Toxicité et efficacité
Il faudrait également que les essais de phase I puissent être menés le plus rapidement possible pour qu'un essai de phase II recherchant l'efficacité et non plus seulement la toxicité soit proposée aux malades dans les plus brefs délais. Sur le plan réglementaire, le CCNE estime qu'il « conviendrait pour des raisons scientifiques et éthiques de ne pas exiger la recherche systématique de la dose toxique pour les nouvelles molécules non cytotoxiques qui pourraient peut-être être initialement administrées à des volontaires sains ». Tandis que, sur le plan scientifique, le CCNE suggère aux pouvoirs publics d'encourager et de « considérer comme prioritaire le développement des recherches permettant de modifier les modalités méthodologiques des essais de phase I en cancérologie à diminuer le risque de toxicité et à rechercher conjointement toxicité et efficacité ». Mais attention, il ne s'agit pas pour autant de tromper le malade en lui donnant de faux espoirs. Le CCNE conseille même, pour raison éthique, de ne s'adresser qu'à des malades « qui sont certes en impasse thérapeutique mais sans être réellement en fin de vie, afin de ne pas inclure dans ce type d'essais des personnes particulièrement vulnérables, souvent prêtes à se soumettre à tout essai de phase I sans en avoir bien compris le but et la portée ».
Le CCNE rappelle par ailleurs que la qualité de vie doit toujours être prise en compte : « Les interférences éventuellement suscitées par une interaction médicamenteuse où la place des antalgiques est majeure à cette phase de la maladie, ne doivent jamais faire primer les exigences de la pratique des essais de phase I sur l'approche palliative adaptée à l'état du malade, qui reste toujours prioritaire ».
L'homme face à la société : ces deux notions ne sont pas toujours faciles à concilier.
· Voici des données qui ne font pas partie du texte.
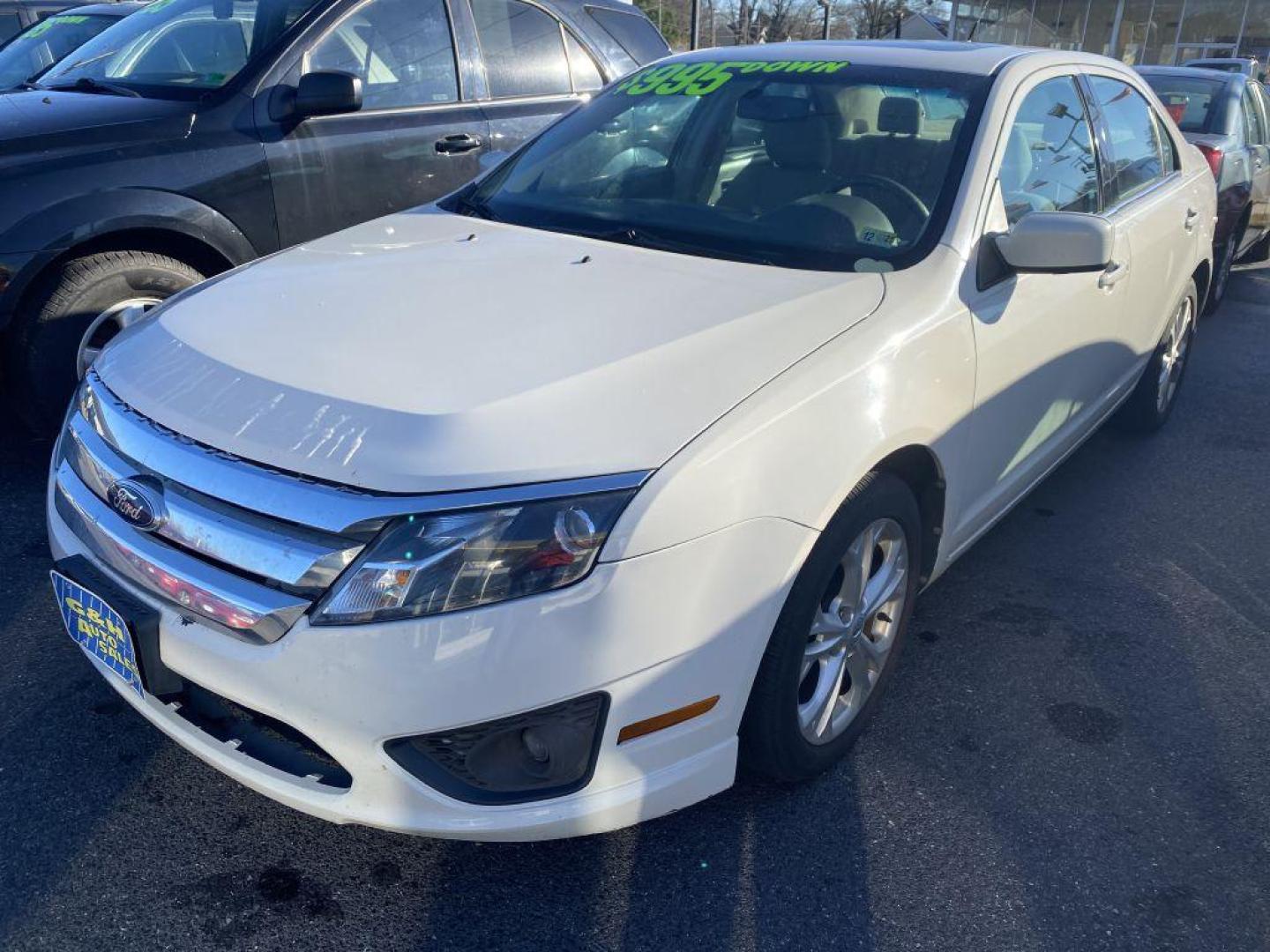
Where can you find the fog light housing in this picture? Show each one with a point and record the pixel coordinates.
(534, 755)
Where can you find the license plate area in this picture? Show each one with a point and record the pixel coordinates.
(111, 625)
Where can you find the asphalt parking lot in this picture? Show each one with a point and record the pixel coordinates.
(1073, 755)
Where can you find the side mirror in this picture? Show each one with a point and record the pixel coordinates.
(328, 93)
(1057, 242)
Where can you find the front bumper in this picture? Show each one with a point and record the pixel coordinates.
(654, 632)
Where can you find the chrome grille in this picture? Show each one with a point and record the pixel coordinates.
(244, 546)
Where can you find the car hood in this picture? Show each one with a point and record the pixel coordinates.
(43, 121)
(429, 352)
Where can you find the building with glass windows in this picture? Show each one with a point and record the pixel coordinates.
(1133, 31)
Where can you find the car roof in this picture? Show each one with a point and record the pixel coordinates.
(1194, 72)
(116, 8)
(949, 56)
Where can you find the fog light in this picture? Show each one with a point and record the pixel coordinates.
(534, 755)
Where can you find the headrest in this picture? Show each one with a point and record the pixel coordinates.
(900, 115)
(1016, 164)
(799, 144)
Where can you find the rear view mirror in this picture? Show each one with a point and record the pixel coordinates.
(764, 108)
(328, 93)
(1057, 242)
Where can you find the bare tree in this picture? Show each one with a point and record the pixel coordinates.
(874, 19)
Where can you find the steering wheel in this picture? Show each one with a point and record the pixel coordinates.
(912, 204)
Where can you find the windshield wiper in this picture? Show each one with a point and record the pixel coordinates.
(644, 238)
(90, 60)
(86, 84)
(473, 207)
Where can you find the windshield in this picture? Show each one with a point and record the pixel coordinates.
(802, 164)
(45, 43)
(1191, 101)
(179, 45)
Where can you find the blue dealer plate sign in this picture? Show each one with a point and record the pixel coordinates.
(98, 628)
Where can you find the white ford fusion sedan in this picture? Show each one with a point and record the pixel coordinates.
(536, 512)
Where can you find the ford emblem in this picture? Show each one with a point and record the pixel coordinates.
(138, 504)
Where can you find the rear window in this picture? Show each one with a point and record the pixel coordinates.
(634, 34)
(1192, 103)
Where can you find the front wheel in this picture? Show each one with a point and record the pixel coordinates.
(1152, 400)
(839, 635)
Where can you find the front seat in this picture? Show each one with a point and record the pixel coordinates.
(799, 156)
(1016, 178)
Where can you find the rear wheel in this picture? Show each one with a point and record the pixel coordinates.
(1222, 264)
(839, 635)
(1152, 400)
(72, 312)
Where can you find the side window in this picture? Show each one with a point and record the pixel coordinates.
(524, 49)
(1168, 149)
(400, 48)
(1255, 121)
(1050, 163)
(1134, 161)
(632, 32)
(586, 75)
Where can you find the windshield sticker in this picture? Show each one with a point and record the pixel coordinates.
(45, 26)
(698, 79)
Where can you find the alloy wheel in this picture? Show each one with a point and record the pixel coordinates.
(854, 631)
(1174, 360)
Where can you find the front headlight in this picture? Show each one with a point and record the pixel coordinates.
(437, 562)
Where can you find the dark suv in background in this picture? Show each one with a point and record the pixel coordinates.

Mais pour le CCNE, « le droit de la personne ne peut pas être mis en opposition avec le devoir de solidarité. La société dans son ensemble doit être consciente que l'exigence de la recherche peut conduire à privilégier parfois les intérêts de la communauté. Cependant, cette conscience même n'abolit jamais l'impératif majeur de respecter totalement cette personne qui, par sa maladie même, peut en effet venir en aide à l'humanité ». Les idées sont là, la pratique doit suivre.
Avis n° 73 disponible sur www.ccne-ethique.org.